Question

In a YDSE with identical slits, the intensity of the central bright fringe is \[{I_0}\]. If one of the slits is covered, the intensity at the same point is
A) \[2{I_0}\]
B) \[{I_0}\]
C) \[{I_0}/2\]
D) \[{I_0}/4\]

Answer 1

Hint:To solve this question we need to understand the concept that the intensity of the light is always dependent on the amplitude.

Formula used:
Let the intensity of each slit on the central bright fringe be \[{I_1}\].
Hence, the intensity of the central bright fringe due to the superposition of the light waves coming from two slits,\[{I_0} = {I_1} + {I_1} + 2\sqrt {{I_1}{I_1}} \cos \varphi \]

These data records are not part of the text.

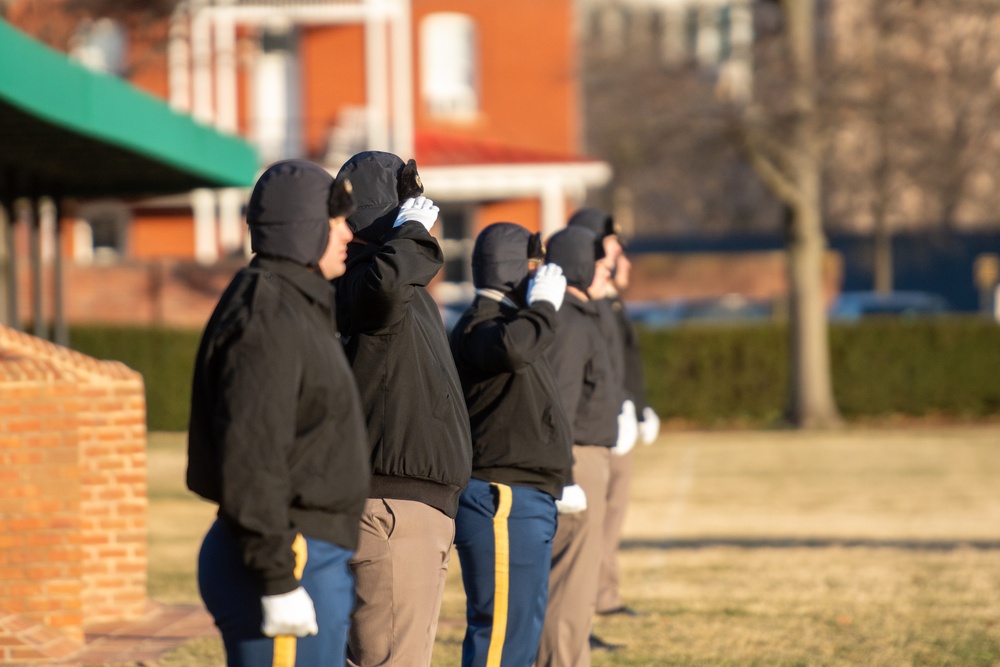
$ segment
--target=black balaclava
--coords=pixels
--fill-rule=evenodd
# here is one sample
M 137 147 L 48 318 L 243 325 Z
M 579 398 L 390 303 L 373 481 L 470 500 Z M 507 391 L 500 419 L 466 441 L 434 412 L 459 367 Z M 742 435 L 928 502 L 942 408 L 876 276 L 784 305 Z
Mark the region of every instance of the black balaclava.
M 545 253 L 547 264 L 558 264 L 566 284 L 586 291 L 594 282 L 594 264 L 604 257 L 604 247 L 586 227 L 567 227 L 552 235 Z
M 410 197 L 423 194 L 424 184 L 417 174 L 417 163 L 382 151 L 358 153 L 344 163 L 337 178 L 354 184 L 357 210 L 347 224 L 358 238 L 378 242 L 392 229 L 399 205 Z
M 513 222 L 494 222 L 476 237 L 472 284 L 520 294 L 528 280 L 528 260 L 541 259 L 542 239 Z
M 605 236 L 618 234 L 615 219 L 607 211 L 599 208 L 581 208 L 566 223 L 567 227 L 584 227 L 594 232 L 599 240 Z
M 268 167 L 250 193 L 247 225 L 258 255 L 315 266 L 330 238 L 330 218 L 353 208 L 351 183 L 305 160 Z

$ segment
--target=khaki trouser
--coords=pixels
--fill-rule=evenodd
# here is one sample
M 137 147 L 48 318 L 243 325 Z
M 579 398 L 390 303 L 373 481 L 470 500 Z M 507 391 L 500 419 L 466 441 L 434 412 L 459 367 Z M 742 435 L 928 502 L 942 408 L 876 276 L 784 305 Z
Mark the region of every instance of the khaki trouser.
M 597 611 L 611 611 L 624 606 L 618 590 L 618 546 L 622 541 L 629 483 L 632 480 L 634 450 L 624 456 L 611 455 L 608 480 L 608 506 L 604 514 L 604 544 L 601 575 L 597 580 Z
M 428 667 L 455 521 L 412 500 L 369 499 L 351 560 L 351 667 Z
M 587 494 L 587 509 L 559 515 L 538 667 L 590 665 L 610 457 L 607 447 L 573 445 L 573 479 Z

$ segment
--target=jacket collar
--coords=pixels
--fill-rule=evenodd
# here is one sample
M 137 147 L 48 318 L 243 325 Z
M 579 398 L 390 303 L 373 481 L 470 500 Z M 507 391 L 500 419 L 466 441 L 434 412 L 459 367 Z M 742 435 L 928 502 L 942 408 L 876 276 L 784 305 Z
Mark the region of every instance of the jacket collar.
M 480 287 L 476 290 L 476 295 L 484 297 L 486 299 L 492 299 L 498 303 L 501 303 L 508 308 L 517 308 L 517 304 L 513 300 L 500 290 L 488 289 L 485 287 Z
M 583 300 L 572 292 L 567 291 L 566 296 L 563 297 L 563 305 L 569 304 L 573 308 L 586 313 L 587 315 L 593 315 L 597 313 L 597 302 L 593 299 Z
M 280 276 L 312 301 L 327 310 L 333 310 L 333 285 L 316 271 L 288 259 L 260 255 L 250 261 L 250 268 Z

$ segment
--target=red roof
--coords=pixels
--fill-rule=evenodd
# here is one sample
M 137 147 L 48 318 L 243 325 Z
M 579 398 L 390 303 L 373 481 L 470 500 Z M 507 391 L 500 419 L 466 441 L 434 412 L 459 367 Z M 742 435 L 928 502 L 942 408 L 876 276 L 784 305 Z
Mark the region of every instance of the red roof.
M 594 161 L 582 155 L 540 151 L 427 130 L 420 130 L 416 133 L 415 144 L 417 163 L 421 167 L 453 167 L 476 164 L 558 164 Z

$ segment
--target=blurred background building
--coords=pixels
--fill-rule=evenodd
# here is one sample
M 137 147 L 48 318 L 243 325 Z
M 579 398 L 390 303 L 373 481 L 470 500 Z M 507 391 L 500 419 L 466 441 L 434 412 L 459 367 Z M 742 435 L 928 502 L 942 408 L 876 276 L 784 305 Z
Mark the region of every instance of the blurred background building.
M 415 157 L 442 211 L 441 279 L 456 284 L 483 226 L 551 234 L 610 178 L 581 150 L 573 13 L 570 0 L 4 4 L 6 20 L 87 67 L 248 138 L 261 166 L 299 157 L 335 173 L 361 150 Z M 243 261 L 247 194 L 80 202 L 59 245 L 77 266 Z
M 636 299 L 787 292 L 785 209 L 746 159 L 735 112 L 778 109 L 781 122 L 774 0 L 6 0 L 0 11 L 247 138 L 261 166 L 305 157 L 336 171 L 364 149 L 415 157 L 442 209 L 443 300 L 467 293 L 483 226 L 549 234 L 583 203 L 622 223 Z M 817 36 L 828 299 L 920 290 L 992 307 L 992 274 L 974 267 L 1000 253 L 997 3 L 825 0 Z M 61 248 L 81 293 L 137 287 L 114 304 L 67 299 L 69 319 L 200 324 L 245 261 L 246 195 L 76 202 L 58 246 L 43 233 L 43 255 Z

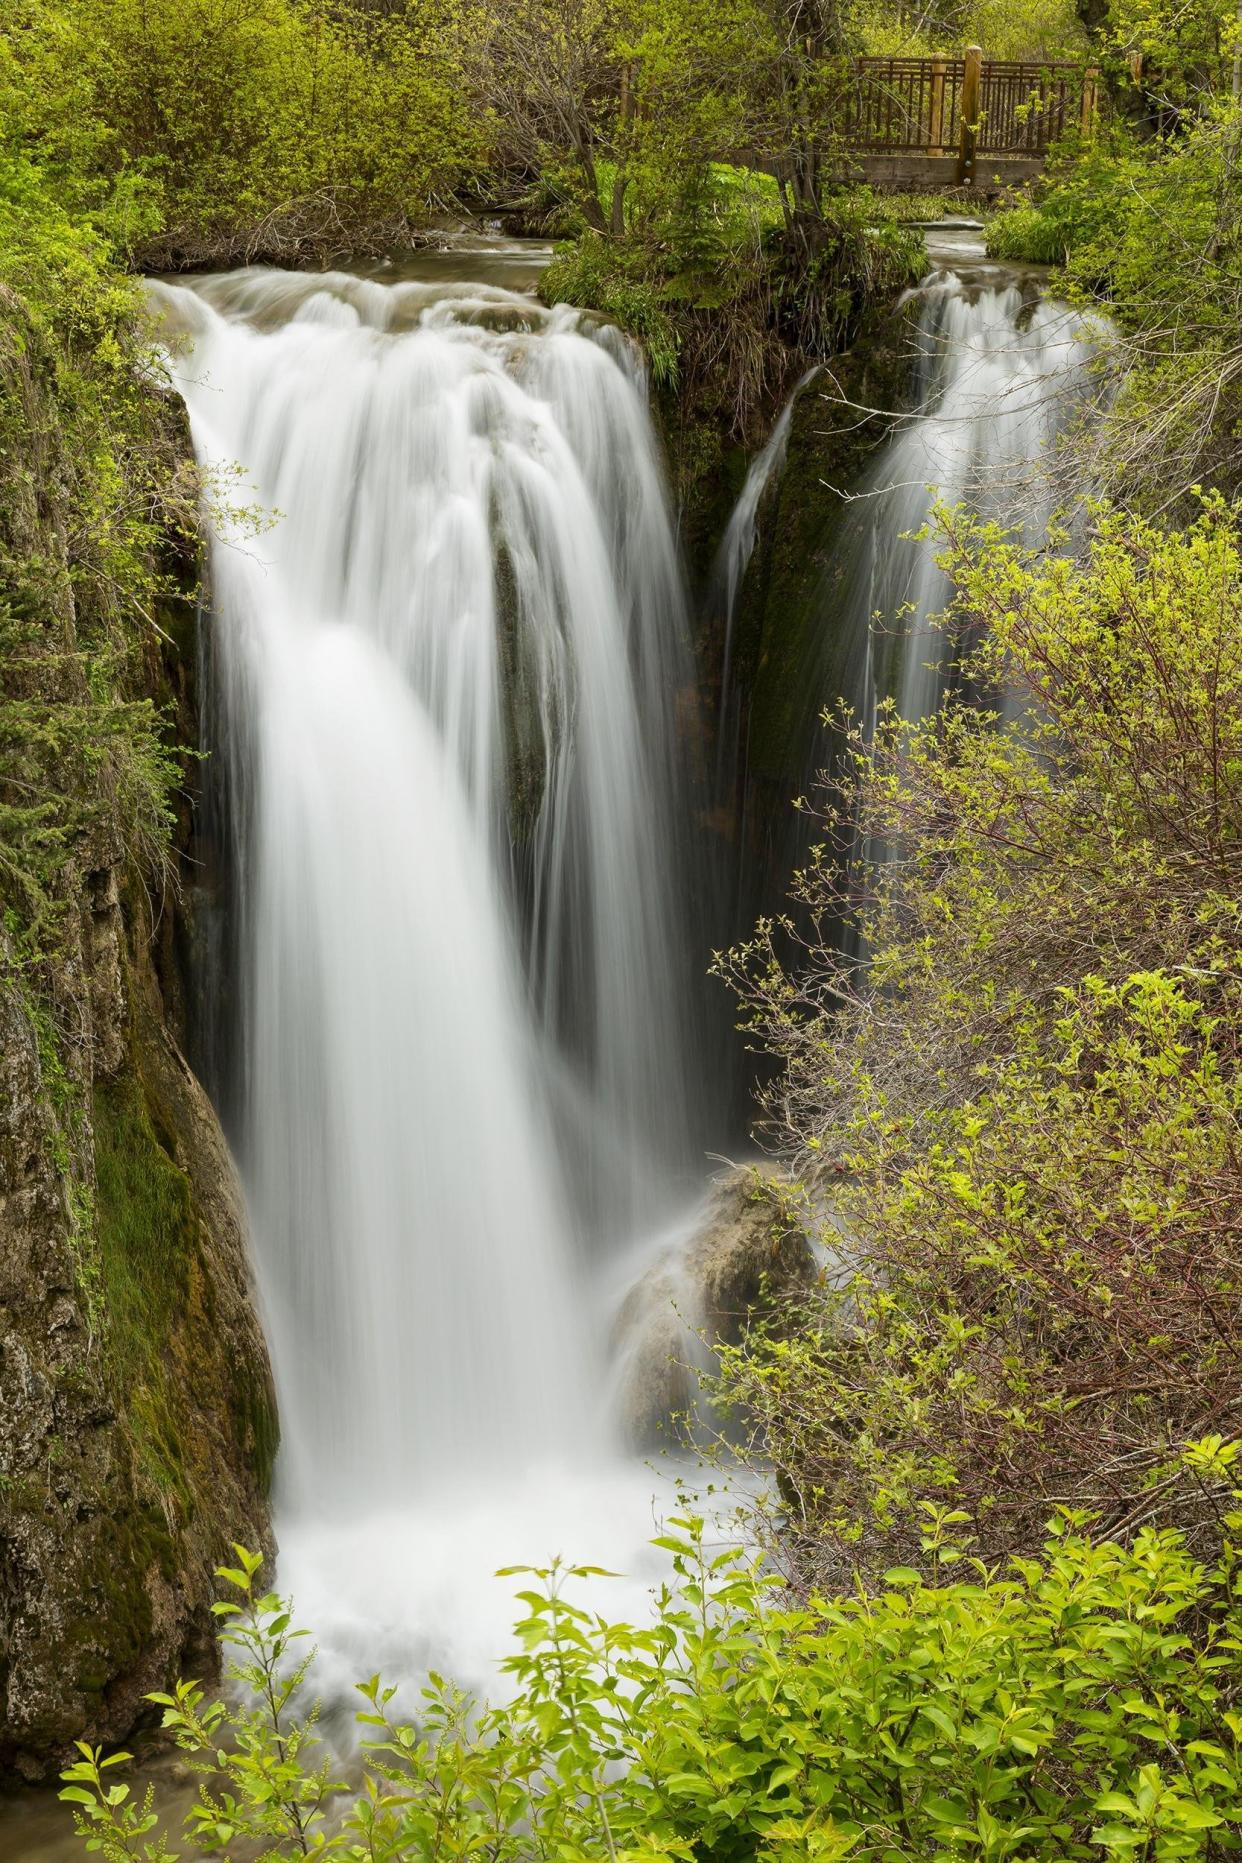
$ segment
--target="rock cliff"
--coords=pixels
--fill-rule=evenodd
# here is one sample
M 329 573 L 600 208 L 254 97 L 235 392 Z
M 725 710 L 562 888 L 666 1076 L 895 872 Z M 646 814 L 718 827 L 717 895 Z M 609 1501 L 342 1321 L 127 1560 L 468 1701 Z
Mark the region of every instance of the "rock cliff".
M 63 366 L 5 292 L 0 809 L 25 839 L 0 862 L 0 1772 L 27 1777 L 210 1667 L 213 1567 L 266 1543 L 276 1446 L 241 1197 L 154 936 L 177 851 L 141 858 L 121 780 L 126 731 L 184 712 L 185 656 L 156 617 L 126 651 L 75 573 Z M 175 448 L 175 410 L 152 420 Z

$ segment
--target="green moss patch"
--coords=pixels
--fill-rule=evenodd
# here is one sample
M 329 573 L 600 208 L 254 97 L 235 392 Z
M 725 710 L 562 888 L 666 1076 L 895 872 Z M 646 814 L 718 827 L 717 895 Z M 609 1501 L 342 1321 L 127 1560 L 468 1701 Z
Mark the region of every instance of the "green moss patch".
M 192 1504 L 166 1363 L 199 1280 L 189 1179 L 134 1070 L 95 1089 L 96 1239 L 107 1348 L 138 1461 Z

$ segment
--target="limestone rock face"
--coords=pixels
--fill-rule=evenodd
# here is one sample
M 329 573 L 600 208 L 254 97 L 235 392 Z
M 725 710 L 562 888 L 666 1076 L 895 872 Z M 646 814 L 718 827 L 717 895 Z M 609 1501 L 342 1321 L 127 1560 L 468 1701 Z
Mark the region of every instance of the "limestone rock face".
M 145 898 L 93 866 L 79 920 L 50 1004 L 0 984 L 0 1767 L 28 1777 L 210 1664 L 213 1567 L 267 1544 L 276 1443 L 240 1193 Z
M 73 575 L 57 381 L 0 286 L 0 608 L 25 630 L 0 691 L 52 717 L 85 699 L 80 650 L 111 624 Z M 184 434 L 167 443 L 186 457 Z M 192 647 L 127 624 L 126 697 L 184 699 Z M 193 718 L 177 732 L 193 743 Z M 77 795 L 90 769 L 58 742 L 40 777 Z M 6 803 L 30 793 L 18 779 L 0 771 Z M 231 1540 L 266 1547 L 276 1446 L 240 1193 L 180 1051 L 173 968 L 156 973 L 125 803 L 95 781 L 63 824 L 51 931 L 0 912 L 0 1775 L 31 1778 L 75 1739 L 128 1735 L 183 1662 L 210 1668 L 213 1568 Z M 167 941 L 171 890 L 159 917 Z
M 781 1205 L 768 1170 L 730 1171 L 711 1188 L 698 1222 L 630 1289 L 619 1309 L 619 1414 L 631 1443 L 667 1442 L 697 1401 L 697 1372 L 712 1346 L 735 1344 L 758 1318 L 779 1325 L 782 1307 L 815 1278 L 806 1236 Z
M 815 1277 L 811 1245 L 791 1226 L 779 1189 L 772 1171 L 747 1168 L 713 1186 L 686 1271 L 715 1339 L 735 1343 L 757 1314 L 779 1313 Z

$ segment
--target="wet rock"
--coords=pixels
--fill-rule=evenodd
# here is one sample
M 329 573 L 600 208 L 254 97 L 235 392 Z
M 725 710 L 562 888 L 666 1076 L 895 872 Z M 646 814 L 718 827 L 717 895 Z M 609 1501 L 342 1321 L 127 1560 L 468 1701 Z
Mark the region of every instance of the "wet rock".
M 0 580 L 38 569 L 22 695 L 75 703 L 79 631 L 111 623 L 81 606 L 91 579 L 70 575 L 54 370 L 2 287 L 0 437 Z M 166 705 L 166 667 L 133 678 Z M 76 780 L 67 770 L 67 792 Z M 148 1690 L 209 1664 L 213 1568 L 232 1539 L 270 1544 L 275 1411 L 241 1196 L 178 1046 L 119 805 L 97 800 L 66 838 L 37 959 L 10 914 L 0 929 L 8 1777 L 53 1770 L 74 1740 L 126 1737 L 151 1713 Z M 171 899 L 162 913 L 175 917 Z
M 735 1343 L 753 1319 L 779 1316 L 815 1278 L 811 1244 L 784 1207 L 783 1183 L 775 1171 L 744 1167 L 712 1188 L 686 1272 L 714 1339 Z
M 915 393 L 915 331 L 902 305 L 798 394 L 783 471 L 759 511 L 738 599 L 735 678 L 746 695 L 749 772 L 787 813 L 806 780 L 820 713 L 842 690 L 847 646 L 834 625 L 849 591 L 838 548 L 849 494 Z
M 68 1066 L 42 1006 L 0 986 L 0 1767 L 25 1778 L 126 1737 L 209 1654 L 229 1541 L 270 1539 L 240 1192 L 149 927 L 136 910 L 101 970 L 97 904 L 93 878 L 84 961 L 57 967 Z
M 730 1171 L 713 1184 L 698 1222 L 652 1263 L 617 1313 L 617 1414 L 627 1441 L 693 1432 L 698 1374 L 712 1348 L 736 1344 L 815 1278 L 814 1252 L 790 1220 L 770 1168 Z

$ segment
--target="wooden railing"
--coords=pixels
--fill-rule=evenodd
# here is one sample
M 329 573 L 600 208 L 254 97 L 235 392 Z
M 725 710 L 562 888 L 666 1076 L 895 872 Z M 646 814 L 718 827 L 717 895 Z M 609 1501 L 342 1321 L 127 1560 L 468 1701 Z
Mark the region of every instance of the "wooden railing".
M 1090 133 L 1098 108 L 1095 66 L 985 58 L 860 58 L 846 100 L 843 137 L 860 154 L 953 157 L 959 181 L 980 157 L 1042 160 L 1077 126 Z
M 940 155 L 955 145 L 963 58 L 860 58 L 845 109 L 851 148 L 918 149 Z

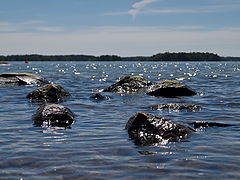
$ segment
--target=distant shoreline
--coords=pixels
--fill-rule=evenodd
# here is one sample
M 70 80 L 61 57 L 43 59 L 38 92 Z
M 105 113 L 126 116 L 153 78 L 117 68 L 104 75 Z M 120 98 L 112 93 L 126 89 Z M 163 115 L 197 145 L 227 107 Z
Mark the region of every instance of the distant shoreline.
M 221 57 L 209 52 L 158 53 L 153 56 L 120 57 L 117 55 L 10 55 L 0 56 L 0 62 L 9 61 L 240 61 L 240 57 Z

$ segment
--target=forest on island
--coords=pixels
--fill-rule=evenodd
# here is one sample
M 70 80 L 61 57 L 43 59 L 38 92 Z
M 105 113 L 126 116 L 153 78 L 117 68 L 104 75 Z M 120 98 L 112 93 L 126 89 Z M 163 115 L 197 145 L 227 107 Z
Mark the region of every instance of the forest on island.
M 221 57 L 209 52 L 158 53 L 153 56 L 120 57 L 117 55 L 9 55 L 0 61 L 240 61 L 240 57 Z

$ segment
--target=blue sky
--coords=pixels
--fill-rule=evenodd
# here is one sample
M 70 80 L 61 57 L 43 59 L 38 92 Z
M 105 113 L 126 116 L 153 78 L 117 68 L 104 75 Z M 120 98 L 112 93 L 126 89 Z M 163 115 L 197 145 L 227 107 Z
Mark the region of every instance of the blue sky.
M 240 56 L 239 0 L 0 0 L 0 55 Z

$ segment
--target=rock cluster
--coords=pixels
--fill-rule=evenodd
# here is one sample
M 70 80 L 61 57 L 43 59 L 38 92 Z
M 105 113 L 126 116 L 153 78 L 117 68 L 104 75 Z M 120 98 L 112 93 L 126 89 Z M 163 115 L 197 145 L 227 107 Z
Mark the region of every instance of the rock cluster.
M 197 94 L 190 87 L 176 80 L 161 80 L 151 83 L 149 80 L 138 76 L 125 76 L 104 91 L 121 94 L 146 93 L 151 96 L 163 97 L 193 96 Z
M 43 85 L 27 95 L 31 101 L 41 102 L 41 106 L 33 115 L 35 126 L 41 127 L 64 127 L 70 128 L 75 120 L 75 114 L 67 107 L 59 103 L 71 96 L 62 86 L 49 83 L 49 81 L 30 73 L 4 73 L 0 74 L 0 86 L 23 86 L 23 85 Z M 104 92 L 120 94 L 147 94 L 160 97 L 193 96 L 197 93 L 182 82 L 176 80 L 161 80 L 151 83 L 143 77 L 126 76 L 118 82 L 105 88 Z M 96 93 L 90 96 L 93 100 L 109 100 L 109 96 Z M 198 111 L 201 106 L 194 104 L 158 104 L 148 107 L 151 110 L 187 110 Z M 166 144 L 170 142 L 181 142 L 188 138 L 196 128 L 205 127 L 227 127 L 229 124 L 215 122 L 192 122 L 188 123 L 193 128 L 158 117 L 147 112 L 139 112 L 131 116 L 126 123 L 126 130 L 129 137 L 137 145 Z
M 151 83 L 143 77 L 126 76 L 112 84 L 104 91 L 121 94 L 147 94 L 157 97 L 175 98 L 180 96 L 193 96 L 197 93 L 186 84 L 176 80 L 160 80 Z M 149 106 L 151 110 L 173 111 L 199 111 L 201 106 L 195 104 L 168 103 Z M 215 122 L 192 122 L 192 127 L 181 125 L 164 117 L 154 116 L 146 112 L 139 112 L 130 117 L 126 124 L 129 137 L 141 146 L 165 144 L 169 142 L 181 142 L 191 135 L 196 128 L 226 127 L 229 124 Z
M 44 85 L 46 84 L 46 85 Z M 0 86 L 44 85 L 27 95 L 32 101 L 42 103 L 62 102 L 71 96 L 62 86 L 50 84 L 44 78 L 31 73 L 0 74 Z M 59 104 L 43 104 L 33 116 L 34 125 L 44 127 L 70 127 L 74 122 L 70 109 Z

Complete step by step answer:
In Young’s double-slit experiment it is shown that light is emitted from a source say M and going through two different points say A and B which are placed at a certain distance from M. A and B act like two secondary sources. If the lab is enough dark then consecutive bright lines and dark lines are seen on the screen S.
The diagram for the above experiment should be,

For two waves of amplitudes \[{a_1}\]and \[{a_2}\] from two coherent sources, the resultant amplitude due to the superposition of the waves, \[A = {a_1} + {a_2} + 2{a_1}{a_2}\cos \varphi \] where, \[\varphi \] is the phase difference.
The intensity of light depends on the amplitude by, \[I \propto {A^2}\].
 Hence if the intensities for the two waves are \[{I_1}\] and \[{I_2}\], then the resultant intensity due to the superposition of the waves, \[I = {I_1} + {I_2} + \sqrt {{I_1}{I_2}} \cos \varphi \].
let the intensity of each slit on the central bright fringe be \[{I_1}\].
Hence, the intensity of the central bright fringe due to the superposition of the light waves coming from two slits,
\[{I_0} = {I_1} + {I_1} + 2\sqrt {{I_1}{I_1}} \cos \varphi \]
The phase difference for the central bright fringe is zero i.e \[\varphi = 0\].
So,
\[{I_0} = {I_1} + {I_1} + 2\sqrt {{I_1}{I_1}} \cos \varphi \]
 \[ \Rightarrow {I_0} = 2{I_1} + 2{I_1}cos0\]
\[ \Rightarrow {I_0} = 2{I_1} + 2{I_1}[\because cos 0 = 1]\]
\[ \Rightarrow {I_0} = 4{I_1}\]
 \[\therefore {I_1} = \dfrac{{{I_0}}}{4}\]
Therefore, the intensity of each slit on the central bright fringe is \[{I_1} = \dfrac{{{I_0}}}{4}\].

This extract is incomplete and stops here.